Safe you Finance

OECD Cuts Forecast for U.K. Growth as Housing Market Slumps

The Organization for Economic Cooperation and Development cut its forecast for U.K. economic growth to reflect the worst market for residential property in almost two decades.

The OECD projects growth will shrink between 0.3 percent and 1.2 percent in the third quarter from a year earlier, and contract 0.4 percent and 1.2 percent in the final three months of the year. The resulting 1.2 percent expansion in 2008 as a whole is lower than the 1.8 percent predicted in June.

The forecast came as the group said the world's leading central banks should leave interest rates at current levels to tame faster inflation while growth slows. The Bank of England will probably leave the key rate at 5 percent on Sept. 4, according to all 61 economists in a Bloomberg News survey.

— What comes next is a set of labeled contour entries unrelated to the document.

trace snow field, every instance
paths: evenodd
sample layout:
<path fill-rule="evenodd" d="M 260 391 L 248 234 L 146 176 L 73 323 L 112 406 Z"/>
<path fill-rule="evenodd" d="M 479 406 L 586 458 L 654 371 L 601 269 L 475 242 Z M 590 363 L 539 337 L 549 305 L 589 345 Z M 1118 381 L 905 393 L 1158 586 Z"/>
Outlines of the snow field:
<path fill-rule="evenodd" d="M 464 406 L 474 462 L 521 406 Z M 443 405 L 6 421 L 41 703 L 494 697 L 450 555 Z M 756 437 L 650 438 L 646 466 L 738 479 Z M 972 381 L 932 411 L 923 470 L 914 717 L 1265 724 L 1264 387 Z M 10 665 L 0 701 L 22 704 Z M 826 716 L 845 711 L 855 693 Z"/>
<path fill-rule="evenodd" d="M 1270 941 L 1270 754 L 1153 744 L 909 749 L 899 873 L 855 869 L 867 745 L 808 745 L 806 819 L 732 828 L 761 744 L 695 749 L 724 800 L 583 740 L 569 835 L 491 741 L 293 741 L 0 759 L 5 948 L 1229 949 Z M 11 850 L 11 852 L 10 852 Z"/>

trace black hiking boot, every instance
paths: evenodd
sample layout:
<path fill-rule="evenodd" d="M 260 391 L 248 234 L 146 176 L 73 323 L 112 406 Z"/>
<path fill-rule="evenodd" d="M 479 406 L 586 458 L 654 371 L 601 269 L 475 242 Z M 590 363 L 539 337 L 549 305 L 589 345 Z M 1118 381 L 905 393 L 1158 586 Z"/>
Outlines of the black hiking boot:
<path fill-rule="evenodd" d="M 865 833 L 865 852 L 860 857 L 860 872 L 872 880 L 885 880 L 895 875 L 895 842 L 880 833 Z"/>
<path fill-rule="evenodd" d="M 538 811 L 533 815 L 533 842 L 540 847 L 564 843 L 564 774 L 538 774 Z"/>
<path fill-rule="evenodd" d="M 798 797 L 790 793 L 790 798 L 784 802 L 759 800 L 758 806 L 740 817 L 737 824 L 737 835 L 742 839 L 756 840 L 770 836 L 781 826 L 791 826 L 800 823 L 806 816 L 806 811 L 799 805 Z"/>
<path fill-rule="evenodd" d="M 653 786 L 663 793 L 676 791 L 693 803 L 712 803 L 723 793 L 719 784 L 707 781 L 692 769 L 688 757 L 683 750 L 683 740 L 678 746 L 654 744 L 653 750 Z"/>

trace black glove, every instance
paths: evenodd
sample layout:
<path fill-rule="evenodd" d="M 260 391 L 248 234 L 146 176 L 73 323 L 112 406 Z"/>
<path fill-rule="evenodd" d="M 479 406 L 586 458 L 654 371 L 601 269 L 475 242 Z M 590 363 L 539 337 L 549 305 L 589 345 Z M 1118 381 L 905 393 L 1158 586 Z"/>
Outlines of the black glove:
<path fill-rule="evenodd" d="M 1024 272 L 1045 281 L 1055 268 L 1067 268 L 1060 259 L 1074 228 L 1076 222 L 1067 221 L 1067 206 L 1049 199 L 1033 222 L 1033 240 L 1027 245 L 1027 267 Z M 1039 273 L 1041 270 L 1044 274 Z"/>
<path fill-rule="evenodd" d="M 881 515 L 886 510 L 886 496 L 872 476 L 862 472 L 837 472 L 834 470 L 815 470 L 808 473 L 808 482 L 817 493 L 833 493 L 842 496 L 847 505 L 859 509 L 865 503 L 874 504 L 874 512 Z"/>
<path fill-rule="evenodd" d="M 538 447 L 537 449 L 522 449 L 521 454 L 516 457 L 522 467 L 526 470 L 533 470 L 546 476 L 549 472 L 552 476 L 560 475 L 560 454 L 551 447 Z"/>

“House prices exert crucial influences on U.K. activity,'' the OECD's acting chief economist Jorgen Elmeskov told reporters in Paris today. Growth in Britain “is going to more or less stagnate in the second half of the year, and we see that as generating enough slack in the economy eventually to bear down on inflation,'' he said in separate interview on Bloomberg Television guaranteed payday loans.

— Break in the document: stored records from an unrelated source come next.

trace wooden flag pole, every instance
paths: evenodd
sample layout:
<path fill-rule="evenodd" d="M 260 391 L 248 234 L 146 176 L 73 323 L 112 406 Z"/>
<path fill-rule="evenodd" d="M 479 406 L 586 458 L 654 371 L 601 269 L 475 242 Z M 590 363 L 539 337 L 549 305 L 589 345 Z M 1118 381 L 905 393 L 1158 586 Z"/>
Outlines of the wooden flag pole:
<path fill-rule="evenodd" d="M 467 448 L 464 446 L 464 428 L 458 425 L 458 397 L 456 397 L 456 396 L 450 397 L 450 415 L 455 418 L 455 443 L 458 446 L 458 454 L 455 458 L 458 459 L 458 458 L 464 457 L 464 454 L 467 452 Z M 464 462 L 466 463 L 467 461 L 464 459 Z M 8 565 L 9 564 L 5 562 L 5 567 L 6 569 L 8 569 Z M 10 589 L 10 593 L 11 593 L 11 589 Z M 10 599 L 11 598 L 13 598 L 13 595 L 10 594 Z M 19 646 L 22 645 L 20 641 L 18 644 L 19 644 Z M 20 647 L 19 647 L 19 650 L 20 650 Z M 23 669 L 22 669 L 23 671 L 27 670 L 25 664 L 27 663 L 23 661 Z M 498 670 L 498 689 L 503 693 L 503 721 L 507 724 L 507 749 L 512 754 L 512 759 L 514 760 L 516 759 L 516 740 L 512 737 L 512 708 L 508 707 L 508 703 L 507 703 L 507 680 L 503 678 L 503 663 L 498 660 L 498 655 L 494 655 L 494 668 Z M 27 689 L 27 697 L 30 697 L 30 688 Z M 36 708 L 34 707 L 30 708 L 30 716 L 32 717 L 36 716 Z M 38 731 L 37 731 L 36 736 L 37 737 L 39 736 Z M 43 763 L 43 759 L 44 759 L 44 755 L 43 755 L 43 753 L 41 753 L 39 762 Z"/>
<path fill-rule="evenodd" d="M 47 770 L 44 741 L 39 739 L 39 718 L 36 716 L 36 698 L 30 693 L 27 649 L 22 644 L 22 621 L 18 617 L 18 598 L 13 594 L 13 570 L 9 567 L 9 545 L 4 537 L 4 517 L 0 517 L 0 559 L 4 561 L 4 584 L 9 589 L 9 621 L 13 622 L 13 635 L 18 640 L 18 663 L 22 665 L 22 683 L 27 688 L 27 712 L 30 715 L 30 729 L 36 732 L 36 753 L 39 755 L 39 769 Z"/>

The central bank said yesterday U.K. mortgage approvals dropped to the lowest in nine years in July. A report last month from Nationwide Building Society showed house prices declined the most since 1990.

U.K. Prime Minister Gordon Brown today suspended a homebuyer tax and proposed spending 1 billion pounds ($1.8 billion) sooner than planned to help reverse the housing slump.

Surveys of purchasing managers in the manufacturing and construction industries published this week indicated growth is contracting, suggesting the economy is edging closer to a recession. U.K. expansion stagnated in the second quarter, ending the longest stretch of expansion in more than a century.

Source

Dieser Beitrag wurde am Tuesday, 02. September 2008 um 13:03 Uhr veröffentlicht und wurde unter der Kategorie finance abgelegt. Du kannst die Kommentare zu diesen Eintrag durch den RSS-Feed verfolgen.

« Russian Manufacturing Eases for First Time Since 2004 – SEC rule changes to lift oil shares and prompt M »

No Comments

No comments yet.

Sorry, the comment form is closed at this time.